The slide’s serrations, fore and aft, are deep and almost sharp, but angled slightly backward, so your racking grip is optimal without the likelihood of snagging. Slight beveling at the front allows for easier holstering.
The barrel is stainless steel but can be upgraded to a DLC (diamond-like carbon) barrel for only $100 more.
How does it shoot? Very well. Very well indeed. Staccato brags about something they call “FlaTec,” which is just a marketing term for good engineering that helps shooting performance. A compact 9 mm has plenty of recoil, and this is no exception, but did the FlaTec get me back on target more quickly? Maybe. That’s hard to measure, but it felt like it.
One quirk caught my attention. The C’s metal backstrap was uncomfortably noticeable in my shooting hand as the gun recoiled, particularly at its edges—no doubt because my hands are smaller than the hands Staccato’s engineers designed for. It felt much better to shoot with a glove on, and, fortunately, the C’s grip is designed well enough that using a thin glove did not seem to cause any slippage.

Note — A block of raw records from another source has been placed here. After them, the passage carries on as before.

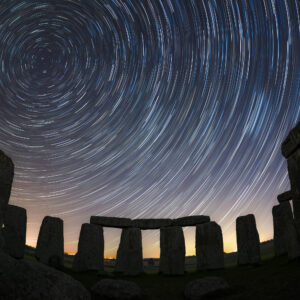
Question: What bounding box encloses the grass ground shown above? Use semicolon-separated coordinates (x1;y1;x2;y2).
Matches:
25;243;300;300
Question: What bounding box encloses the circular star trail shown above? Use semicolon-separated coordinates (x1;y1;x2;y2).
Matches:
0;0;300;256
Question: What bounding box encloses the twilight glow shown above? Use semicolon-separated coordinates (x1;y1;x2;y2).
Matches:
0;0;300;257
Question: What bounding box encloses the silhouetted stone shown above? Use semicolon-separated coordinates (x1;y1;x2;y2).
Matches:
116;228;143;275
172;216;210;227
132;219;173;230
236;214;260;265
277;191;293;203
91;279;142;300
35;216;64;268
287;219;300;260
287;145;300;219
73;223;104;272
3;205;27;258
159;226;185;275
0;150;14;250
90;216;132;228
184;277;229;300
272;202;293;256
281;122;300;158
196;222;224;271
0;253;91;300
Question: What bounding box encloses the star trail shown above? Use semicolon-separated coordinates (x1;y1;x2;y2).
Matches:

In shooting, the trigger certainly did not feel flimsy as I had worried it might—it felt awesome. It’s a very light trigger, as is traditional for 1911 styles, with very little slack and a short reset. The texturing was not aggressive enough to be noticed past the first shot or two, but it did help maintain my trigger finger’s position through recoil—especially helpful when I added the shooting glove. I also did not notice any rubbing from the downward point on the double-undercut trigger guard.
The overall shooting experience was certainly superior to the average, but was it worth the price-point difference? Absolutely. Between the excellent shooting experience and the quality of workmanship, you can’t help but feel great about this choice for concealed carry. This is a gun you know you can bet your life on—it performs, with style. It’s not so much Mr. Wolf, I suppose, as his Acura NSX. “That’s 30 minutes away,” Wolf says. “I’ll be there in 10.”